Wednesday, March 08, 2017

Number 2020: The Mad Dog Tri-State Terror

Wilbur Underhill, bank robber, escape artist and murderer, was yet another sociopath operating in the twenties and thirties. He died with thirteen bullets in him. His demise wasn’t exactly as portrayed in Crime Does Not Pay #63 (1948). Underhill lived for a week after being shot, and I doubt one of the cops who shot him moralized that “Crime does not pay!” as Wilbur croaked out his dying breath. But, that was the final line of many a crime comic book, in a futile effort to deflect criticism from their violent, bloody contents. The nicknames given by the press to Underhill, the “Tri-State Terror,” and “Mad Dog” are oddly missing from both stories of Underhill I am presenting today.
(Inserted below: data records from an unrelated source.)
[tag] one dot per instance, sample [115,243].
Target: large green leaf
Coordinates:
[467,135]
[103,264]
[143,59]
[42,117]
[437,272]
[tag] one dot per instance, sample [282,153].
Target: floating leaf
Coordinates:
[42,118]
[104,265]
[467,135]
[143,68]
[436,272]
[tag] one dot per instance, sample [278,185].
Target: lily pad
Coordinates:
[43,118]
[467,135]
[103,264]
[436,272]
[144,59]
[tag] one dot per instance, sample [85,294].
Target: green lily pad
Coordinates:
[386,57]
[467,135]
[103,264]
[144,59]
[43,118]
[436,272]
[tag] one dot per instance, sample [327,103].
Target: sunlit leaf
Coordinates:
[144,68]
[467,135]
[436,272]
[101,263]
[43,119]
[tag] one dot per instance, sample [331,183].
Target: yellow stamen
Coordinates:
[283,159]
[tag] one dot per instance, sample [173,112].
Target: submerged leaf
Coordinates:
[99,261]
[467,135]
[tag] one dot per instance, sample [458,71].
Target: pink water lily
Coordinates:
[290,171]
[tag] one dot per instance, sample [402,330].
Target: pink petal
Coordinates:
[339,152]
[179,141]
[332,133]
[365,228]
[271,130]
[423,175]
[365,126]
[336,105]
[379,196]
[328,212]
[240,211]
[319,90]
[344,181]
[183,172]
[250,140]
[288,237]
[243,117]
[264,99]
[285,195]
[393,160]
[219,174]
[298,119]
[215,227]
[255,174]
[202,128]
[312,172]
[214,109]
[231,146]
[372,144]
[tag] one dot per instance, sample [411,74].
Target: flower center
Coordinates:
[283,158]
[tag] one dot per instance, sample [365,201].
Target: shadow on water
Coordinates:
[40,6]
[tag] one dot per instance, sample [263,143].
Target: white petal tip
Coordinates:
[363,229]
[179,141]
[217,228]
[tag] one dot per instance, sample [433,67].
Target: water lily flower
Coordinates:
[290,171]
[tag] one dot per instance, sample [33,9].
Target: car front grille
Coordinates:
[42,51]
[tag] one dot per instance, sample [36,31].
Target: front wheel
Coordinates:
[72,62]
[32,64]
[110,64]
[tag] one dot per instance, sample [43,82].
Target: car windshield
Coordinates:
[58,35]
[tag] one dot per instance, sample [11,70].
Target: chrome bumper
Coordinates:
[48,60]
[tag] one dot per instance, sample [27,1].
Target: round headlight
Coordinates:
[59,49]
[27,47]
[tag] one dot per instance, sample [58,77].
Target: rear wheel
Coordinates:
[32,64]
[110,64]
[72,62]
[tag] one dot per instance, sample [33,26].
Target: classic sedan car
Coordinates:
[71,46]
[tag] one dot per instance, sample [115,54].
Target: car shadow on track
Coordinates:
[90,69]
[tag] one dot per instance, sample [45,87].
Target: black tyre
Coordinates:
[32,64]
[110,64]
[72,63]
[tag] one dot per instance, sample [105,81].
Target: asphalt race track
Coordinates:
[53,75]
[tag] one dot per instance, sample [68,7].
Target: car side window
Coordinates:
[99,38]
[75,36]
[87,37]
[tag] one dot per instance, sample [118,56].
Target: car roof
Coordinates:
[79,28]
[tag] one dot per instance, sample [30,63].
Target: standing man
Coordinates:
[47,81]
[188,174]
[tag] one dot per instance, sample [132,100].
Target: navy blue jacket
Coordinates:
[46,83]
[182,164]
Underhill’s story was told a few times in crime comics, and even in the pulp magazine, G-Men, Vol. 4 Number 36 (1936), in a three-page comic-styled feature. The artist was anonymous, but the story was written by Henry Marcus, using the pseudonym Clayton Maxwell. Marcus is a guy who ended up in jail for publishing obscene literature. Who knows? Maybe he knew jailbirds like Underhill when he was in the joint.

The color version of Underhill’s story was drawn by Fred Guardineer.


Brian Barnes said...

Hot dogs 10 cents? Hamburgers 5 cents? That's almost worth all the blood and mayhem!

One thing about these crime comics is always making the bad guys cry babies at the end; this guy was a sociopath and seemed to be a nihilist, he never seemed to lay low but this constant cycle of murder, escape, robbery. His wikipedia entry:,_Jr.

Is actually more exciting then this yarn! It's pretty amazing how many robberies and murders this guy did. Why not the story about the innocent 2 year old killed in a shoot out? The fact that he got cornered once because he married a woman? That they were looking for him in armored cars?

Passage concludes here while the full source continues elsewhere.